The changes introduce MTU changes on lagg, addresses concerns of inconsistent/partial rollback on failures by synchronizing calls to wait for response from async taskq. And additionally, when operations are in progress, newer calls are rejected with busy status. Is there any flow/window you have seen where the state is not restored?

The operation of MAC change on lagg is left as it was earlier. And these are the only 2 operations currently defined on lagg port.

Sorry for the delay. Will try to review today/tomorrow.

Sorry for the delay. Will try to review today/tomorrow.

Ping?

melifaro added a reviewer: melifaro.

Sorry for taking that long.

First off, I like the idea w/ synchronous completion - it is really a good way to go.
However, I have some comments/suggestions on the implementation.

Changing MTU is not different from changing MAC or changing capabilities - each needs to be run async, on the list of interfaces, commands can fail, you might want rollback and completion signal. This should be done in generic way.

So, I'd suggest the following:

  1. use single queue item per task queue "task"
  2. embed all interface pointers w/ their ioctl handlers (and maybe other flags there) (maybe using some standard e.g. non mtu-specific function) into that item
  3. embed/init mutex/condvar there
  4. embed callback/free routine pointers

So, the process can look like the following:

  • lag_change_mtu() allocates new structure, stores there all current interfaces, along with lagg_llq_action_mtu() and initialised lagg_signal.
  • do mtx lock, put-to-task, cv_wait()
  • then, llq_action is called by generic lagg dequeue code, it handles mtu changes and signals back to cv
  • initial ioctl wakes up, reclaims memory/do other cleanup and returns the result
  • (there could be a "destroy" handler which simply signals cv w/ error on enqueued items, when lagg destroy is requested)

Doing it that way allows to have more than 1 item on the taskq and permits extending this approach to other code.

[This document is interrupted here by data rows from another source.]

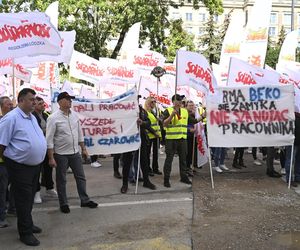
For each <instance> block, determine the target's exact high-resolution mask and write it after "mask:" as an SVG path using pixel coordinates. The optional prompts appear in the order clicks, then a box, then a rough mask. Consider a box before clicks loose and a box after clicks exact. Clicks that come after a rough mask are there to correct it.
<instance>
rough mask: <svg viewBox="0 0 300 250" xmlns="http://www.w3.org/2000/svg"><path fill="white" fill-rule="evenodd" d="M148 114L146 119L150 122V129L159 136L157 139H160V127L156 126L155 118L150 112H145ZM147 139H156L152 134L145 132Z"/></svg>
mask: <svg viewBox="0 0 300 250" xmlns="http://www.w3.org/2000/svg"><path fill="white" fill-rule="evenodd" d="M147 114H148V118H149V120H150V122H151V127H152V128H153V129H154V130H155V132H156V134H158V135H159V137H161V132H160V126H159V124H158V121H157V118H156V117H155V116H154V115H153V114H152V112H149V111H147ZM147 134H148V137H149V139H154V138H156V137H155V135H154V134H152V133H151V132H149V131H148V132H147Z"/></svg>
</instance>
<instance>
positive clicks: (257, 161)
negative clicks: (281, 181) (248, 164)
mask: <svg viewBox="0 0 300 250" xmlns="http://www.w3.org/2000/svg"><path fill="white" fill-rule="evenodd" d="M253 163H254V165H256V166H261V162H260V161H259V160H255V161H254V162H253Z"/></svg>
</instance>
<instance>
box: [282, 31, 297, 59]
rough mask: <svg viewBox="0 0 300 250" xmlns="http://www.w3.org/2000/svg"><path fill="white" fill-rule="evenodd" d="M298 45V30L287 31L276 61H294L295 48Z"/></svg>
mask: <svg viewBox="0 0 300 250" xmlns="http://www.w3.org/2000/svg"><path fill="white" fill-rule="evenodd" d="M297 47H298V30H294V31H291V32H289V33H288V34H287V35H286V37H285V39H284V42H283V44H282V46H281V49H280V54H279V58H278V63H279V64H281V63H284V61H295V56H296V48H297Z"/></svg>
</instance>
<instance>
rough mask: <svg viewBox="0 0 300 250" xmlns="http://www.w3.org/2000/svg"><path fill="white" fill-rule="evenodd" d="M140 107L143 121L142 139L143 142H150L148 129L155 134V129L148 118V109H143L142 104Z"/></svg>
mask: <svg viewBox="0 0 300 250" xmlns="http://www.w3.org/2000/svg"><path fill="white" fill-rule="evenodd" d="M139 108H140V113H139V117H140V119H141V120H142V121H143V122H142V124H141V125H140V135H141V140H142V143H143V142H146V143H148V142H149V137H148V135H147V130H148V131H149V132H150V133H153V134H155V130H154V129H153V128H152V127H151V121H150V119H149V118H148V114H147V111H146V110H145V109H143V107H142V106H141V105H139Z"/></svg>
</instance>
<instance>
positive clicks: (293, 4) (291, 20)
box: [291, 0, 295, 31]
mask: <svg viewBox="0 0 300 250" xmlns="http://www.w3.org/2000/svg"><path fill="white" fill-rule="evenodd" d="M294 7H295V0H292V11H291V31H293V30H294Z"/></svg>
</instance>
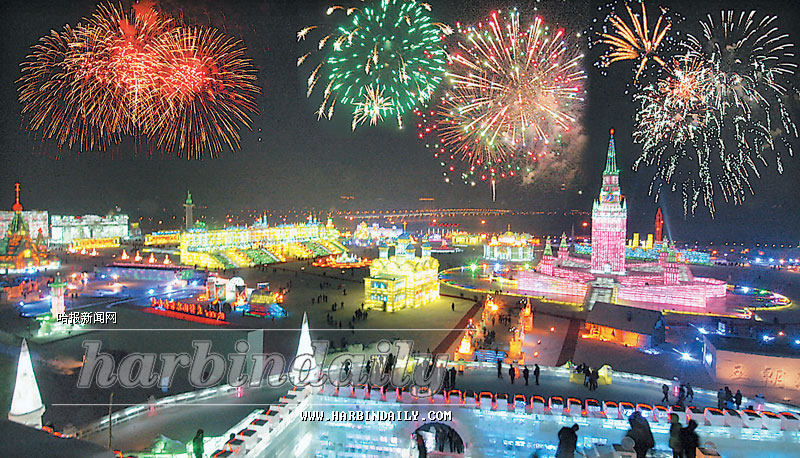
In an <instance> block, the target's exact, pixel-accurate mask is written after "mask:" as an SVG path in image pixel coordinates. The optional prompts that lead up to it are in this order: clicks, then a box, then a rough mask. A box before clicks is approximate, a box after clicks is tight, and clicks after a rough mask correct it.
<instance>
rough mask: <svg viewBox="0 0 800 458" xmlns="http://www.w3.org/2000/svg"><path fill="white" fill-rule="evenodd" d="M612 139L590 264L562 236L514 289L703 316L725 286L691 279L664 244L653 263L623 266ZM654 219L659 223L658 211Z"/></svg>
mask: <svg viewBox="0 0 800 458" xmlns="http://www.w3.org/2000/svg"><path fill="white" fill-rule="evenodd" d="M613 134H614V131H613V129H612V130H611V138H610V140H609V144H608V155H607V157H606V167H605V170H604V171H603V181H602V185H601V188H600V194H599V197H598V199H597V200H595V201H594V206H593V209H592V256H591V259H590V260H587V259H585V258H581V257H578V256H572V255H571V254H570V249H569V245H568V242H567V238H566V236H565V235H564V236H562V238H561V244H560V246H559V247H558V254H557V255H555V254H554V253H553V248H552V247H551V245H550V240H549V239H548V240H547V241H546V242H545V248H544V253H543V254H542V259H541V261H540V262H539V265H538V266H537V267H536V270H528V269H522V270H519V271H518V272H517V273H516V277H517V285H518V286H517V288H518V289H519V290H520V291H522V292H524V293H525V294H534V295H538V294H544V295H546V296H547V297H548V298H549V299H556V300H563V301H565V302H575V303H588V304H594V303H595V302H598V301H599V302H606V303H613V304H620V305H630V306H633V307H640V308H649V309H653V310H664V309H673V310H680V311H704V310H705V309H706V308H707V307H708V306H709V304H710V303H711V302H713V303H714V304H716V305H715V306H717V305H718V304H719V301H716V300H717V299H721V300H723V301H724V298H725V297H726V294H727V293H726V292H727V284H726V283H725V282H724V281H722V280H716V279H713V278H700V277H695V276H694V275H693V274H692V271H691V270H690V269H689V266H687V265H686V264H684V263H682V262H681V260H680V259H679V258H678V255H677V252H676V250H675V247H674V245H672V244H670V243H669V241H666V242H665V243H662V245H661V246H662V251H661V253H660V256H659V260H658V262H629V263H626V261H625V236H626V231H627V227H626V223H627V213H628V211H627V206H626V203H625V200H624V198H623V196H622V192H621V188H620V184H619V169H618V168H617V163H616V151H615V146H614V136H613ZM658 215H659V216H658V217H657V218H658V219H659V220H661V218H660V216H661V212H660V211H659V212H658ZM657 228H658V226H657ZM659 233H660V232H659ZM581 299H583V300H581ZM587 301H588V302H587Z"/></svg>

This revision now requires changes to proceed.Jan 26 2016, 7:04 AM

This turned out to be way more complicated than anyone expected, the people who were working on it for Panasas are no longer with the company, the changes have bitrotted due to six months of neglect from me, and we came up with a reasonable workaround in the scripting layer. For all those reasons, I'm abandoning this diff.